Il est des tempêtes qui n’ont de force que le vent qu’elles brassent. La dernière en date souffle depuis Paris, relayée par une presse déclinante qui croit encore que les slogans usés du passé peuvent intimider un pays souverain.
La chaîne publique française France 2 s’est ainsi illustrée dans un exercice aussi vain que malhabile, en accouchant d’un « reportage » qui, sous couvert de journalisme d’investigation, régurgite une rhétorique rance digne des cercles nostalgiques du colonialisme. Sous le titre grandiloquent « Quand l’Algérie cherche à faire taire ses opposants », cette entreprise de désinformation repose sur des témoignages aussi biaisés que prévisibles : militants de groupuscules extrémistes en mal de reconnaissance, figures marginales en quête de projecteurs et autres habitués des officines où s’élaborent les scenarios d’une fiction politique sans crédibilité. On assiste ainsi à une répétition de la même ritournelle : une Algérie démonisée, accusée sans preuves, ciblée pour le simple fait d’exister en dehors des dogmes préfabriqués de la pensée unique occidentale.
Une indignation à géométrie variable
D’un ton docte, France 2 se drape dans une posture moralisatrice, feignant l’innocence tout en distillant les mêmes insinuations qui suintent l’obsession post-coloniale. La chaîne publique, qui s’est toujours réclamée d’un journalisme d’excellence, s’abandonne ici à une indignation à géométrie variable.
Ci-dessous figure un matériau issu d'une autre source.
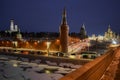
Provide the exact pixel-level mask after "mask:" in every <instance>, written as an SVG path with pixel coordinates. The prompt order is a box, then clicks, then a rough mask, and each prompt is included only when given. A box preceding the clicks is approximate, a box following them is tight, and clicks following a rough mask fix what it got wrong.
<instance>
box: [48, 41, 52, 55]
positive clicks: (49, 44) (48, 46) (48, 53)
mask: <svg viewBox="0 0 120 80" xmlns="http://www.w3.org/2000/svg"><path fill="white" fill-rule="evenodd" d="M50 44H51V42H47V54H48V56H49V49H50Z"/></svg>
Car il est pour le moins cocasse qu’un pays qui a fait de l’ingérence une seconde nature, qui excelle dans l’art des opérations secrètes et des manipulations d’opinion, puisse aujourd’hui se découvrir une conscience pure et s’afficher en victime. Quand Paris, avec une arrogance désormais pathologique, se permet d’imposer ses vues au Sahel, quand il distribue bons et mauvais points aux gouvernements africains, quand il cautionne des régimes fantoches en prétendant dicter la démocratie à coup d’injonctions, personne ne s’émeut. Mais lorsque l’Algérie affirme haut et fort son droit à la souveraineté, lorsqu’elle réitère son attachement à la dignité de son peuple, la presse hexagonale se déchaîne, les plateaux télévisés s’agitent, les « experts » récusés ailleurs retrouvent soudain audience.
Un acharnement symptomatique
Ce lynchage médiatique ne relève pas du hasard. Il s’inscrit dans une campagne plus large, orchestrée avec une méthode qui rappelle les heures sombres des déstabilisations sous fausse bannière. Depuis plusieurs mois, la médiacratie française s’emploie à marteler l’idée d’une Algérie menaçante, instrumentalisant les moindres prétextes pour entretenir la suspicion. La nervosité de Paris a une explication simple : l’Algérie d’aujourd’hui n’est plus celle que l’on pouvait rudoyer sans réponse. Elle a brisé les chaînes du paternalisme et refuse d’être traitée comme une variable d’ajustement dans les stratégies européennes. Son influence croissante, son discours affranchi et sa capacité à tracer sa propre voie contrarient les desseins de ceux qui rêvaient de la voir confinée à un rôle subalterne.
Une réponse sans ambiguïté
L’Algérie ne se taira pas face à cette mise en scène grotesque. Elle n’a de leçons à recevoir ni de ceux qui jonglent avec les principes selon leurs intérêts, ni de ceux qui, en sous-main, attisent les tensions pour nourrir leur propre agenda. Les gesticulations parisiennes ne trompent plus personne, et la prétendue croisade de la « liberté d’expression » dissimule mal un acharnement obsessionnel qui relève plus de la névrose que du journalisme. Quant au peuple algérien, il reste fidèle à lui-même, indifférent aux vociférations des nostalgiques de l’Algérie française et à leurs relais médiatiques. Car l’histoire a déjà tranché : l’Algérie est définitivement libre, et aucun montage grossier, aucune propagande éculée ne pourra récrire cette réalité. La souveraineté algérienne ne se négocie pas, elle se défend. Et elle se défendra toujours.